MERIT MEDICAL SYSTEMS, INC. AND SUBSIDIARIES

NOTES TO CONSOLIDATED FINANCIAL STATEMENTS
YEARS ENDED DECEMBER 31, 2005, 2004 AND 2003

 
 
 
 

1. ORGANIZATION AND SUMMARY OF SIGNIFICANT ACCOUNTING POLICIES

 

Organization—Merit Medical Systems, Inc. (“Merit”) and its wholly-owned subsidiaries, (collectively, the “Company”) develops, manufactures and markets disposable medical products primarily for use in the diagnosis and treatment of cardiovascular diseases which is considered to be one segment line of business. The Company manufactures its products in plants located in the United States, The Netherlands and in Ireland. The Company has export sales to dealers and has direct sales forces in the United States and Western Europe (see Note 11). The consolidated financial statements of the Company have been prepared in accordance with accounting principles generally accepted in the United States of America. The following is a summary of the more significant of such policies.

Use of Estimates in Preparing Financial Statements—The preparation of financial statements in conformity with accounting principles generally accepted in the United States of America requires management to make estimates and assumptions that affect the reported amounts of assets and liabilities and disclosure of contingent assets and liabilities at the date of the financial statements and the reported amounts of revenues and expenses during the reporting period. Actual results could differ from those estimates.

Principles of Consolidation—The consolidated financial statements include those of the Company, including its wholly-owned subsidiaries. Intercompany balances and transactions have been eliminated.

Receivables—The allowance for uncollectible accounts receivable is based on the Company’s historical bad debt experience and on management’s evaluation of its ability to collect individual outstanding balances.

Revenue Recognition— The Company sells its single-use disposable medical products through a direct sales force in the U.S., France, Germany, United Kingdom, The Netherlands, Ireland, Ireland and Belgium, and through its OEM relationships, custom packers and independent distributors in other international markets. Revenues from these customers are recognized when all of the following have occurred: (i) persuasive evidence of an arrangement exists, (ii) delivery has occurred or services have been rendered, (iii) the price is fixed or determinable, and (iv) the ability to collect is reasonably assured. These criteria are generally satisfied at the time of shipment when risk of loss and title passes to the customer. The Company has certain written agreements with group purchasing organizations to sell its products to participating hospitals. These agreements have destination shipping terms which require the Company to defer the recognition of a sale until the product has arrived at the participating hospitals. The Company reserves for sales returns for defective products (i.e. warranty liability) as a reduction in revenue, based on its historical experience. The Company also offers sales rebates and discounts to purchasing groups. These reserves are recorded as a reduction in revenue and are not material to the Company’s consolidated statements of operation for the years ended December 31, 2005, 2004 and 2003.

Shipping and Handling—The Company bills its customers for shipping and handling charges, which are included in total revenues for the applicable period and the corresponding shipping and handling expense is reported in cost of goods sold.
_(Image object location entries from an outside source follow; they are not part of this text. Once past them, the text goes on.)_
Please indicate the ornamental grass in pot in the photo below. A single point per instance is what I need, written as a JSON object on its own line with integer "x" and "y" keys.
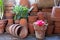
{"x": 2, "y": 21}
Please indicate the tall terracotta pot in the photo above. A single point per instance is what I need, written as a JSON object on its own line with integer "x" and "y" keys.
{"x": 25, "y": 3}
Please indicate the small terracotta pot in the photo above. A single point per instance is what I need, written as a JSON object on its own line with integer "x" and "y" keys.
{"x": 16, "y": 21}
{"x": 10, "y": 21}
{"x": 25, "y": 3}
{"x": 35, "y": 9}
{"x": 32, "y": 19}
{"x": 40, "y": 16}
{"x": 31, "y": 28}
{"x": 2, "y": 26}
{"x": 9, "y": 15}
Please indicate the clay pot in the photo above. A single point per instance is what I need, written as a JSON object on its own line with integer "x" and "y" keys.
{"x": 2, "y": 26}
{"x": 10, "y": 21}
{"x": 40, "y": 16}
{"x": 32, "y": 19}
{"x": 9, "y": 15}
{"x": 31, "y": 28}
{"x": 35, "y": 9}
{"x": 16, "y": 21}
{"x": 25, "y": 3}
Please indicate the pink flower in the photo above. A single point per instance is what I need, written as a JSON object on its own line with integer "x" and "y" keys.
{"x": 40, "y": 22}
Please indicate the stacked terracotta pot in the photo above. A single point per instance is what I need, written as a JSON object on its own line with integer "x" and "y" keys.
{"x": 56, "y": 19}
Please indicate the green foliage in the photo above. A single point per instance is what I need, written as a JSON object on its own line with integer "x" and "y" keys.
{"x": 1, "y": 9}
{"x": 20, "y": 12}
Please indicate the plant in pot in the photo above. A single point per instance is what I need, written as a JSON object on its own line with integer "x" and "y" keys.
{"x": 16, "y": 11}
{"x": 2, "y": 21}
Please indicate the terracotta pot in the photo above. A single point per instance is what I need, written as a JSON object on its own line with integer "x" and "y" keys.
{"x": 35, "y": 9}
{"x": 16, "y": 21}
{"x": 31, "y": 28}
{"x": 25, "y": 3}
{"x": 32, "y": 19}
{"x": 23, "y": 32}
{"x": 10, "y": 21}
{"x": 2, "y": 26}
{"x": 9, "y": 15}
{"x": 40, "y": 16}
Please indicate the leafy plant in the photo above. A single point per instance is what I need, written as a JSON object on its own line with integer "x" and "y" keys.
{"x": 1, "y": 9}
{"x": 20, "y": 12}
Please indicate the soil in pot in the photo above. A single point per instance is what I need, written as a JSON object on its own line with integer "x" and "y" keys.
{"x": 2, "y": 26}
{"x": 25, "y": 3}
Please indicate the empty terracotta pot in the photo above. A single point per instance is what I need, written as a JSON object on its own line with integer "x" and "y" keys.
{"x": 31, "y": 28}
{"x": 32, "y": 19}
{"x": 25, "y": 3}
{"x": 40, "y": 16}
{"x": 2, "y": 26}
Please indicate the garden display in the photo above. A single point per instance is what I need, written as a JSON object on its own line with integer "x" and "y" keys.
{"x": 40, "y": 27}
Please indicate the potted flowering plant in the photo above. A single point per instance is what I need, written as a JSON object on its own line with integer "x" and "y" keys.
{"x": 40, "y": 27}
{"x": 2, "y": 21}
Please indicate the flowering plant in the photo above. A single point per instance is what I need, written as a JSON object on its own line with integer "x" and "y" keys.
{"x": 40, "y": 23}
Inventories—The Company values its inventories at the lower of cost, determined on a first-in, first-out method, or market value. Market value for raw materials is based on replacement costs. Inventory costs include material, labor costs, and manufacturing overhead. The Company reviews inventories on hand at least quarterly and records provisions for estimated excess, slow moving and obsolete inventory, as well as inventory with a carrying value in excess of net realizable value. The regular and systematic inventory valuation reviews include a current assessment of future product demand, historical experience and product expiration.

Income Taxes—The Company utilizes an asset and liability approach for financial accounting and reporting for income taxes. Deferred income taxes are provided for temporary differences in the bases of assets and liabilities as reported for financial statement and income tax purposes. In addition, the Company accrues for Income Tax Contingencies in accordance with SFAS No. 5 Accounting for Contingencies, when applicable.

Intangible Assets—Goodwill is tested for impairment on an annual basis as of July 1, or when impairment indicators arise. The Company uses a fair-value-based approach to test for impairment. No impairment of goodwill has been identified during any of the periods presented.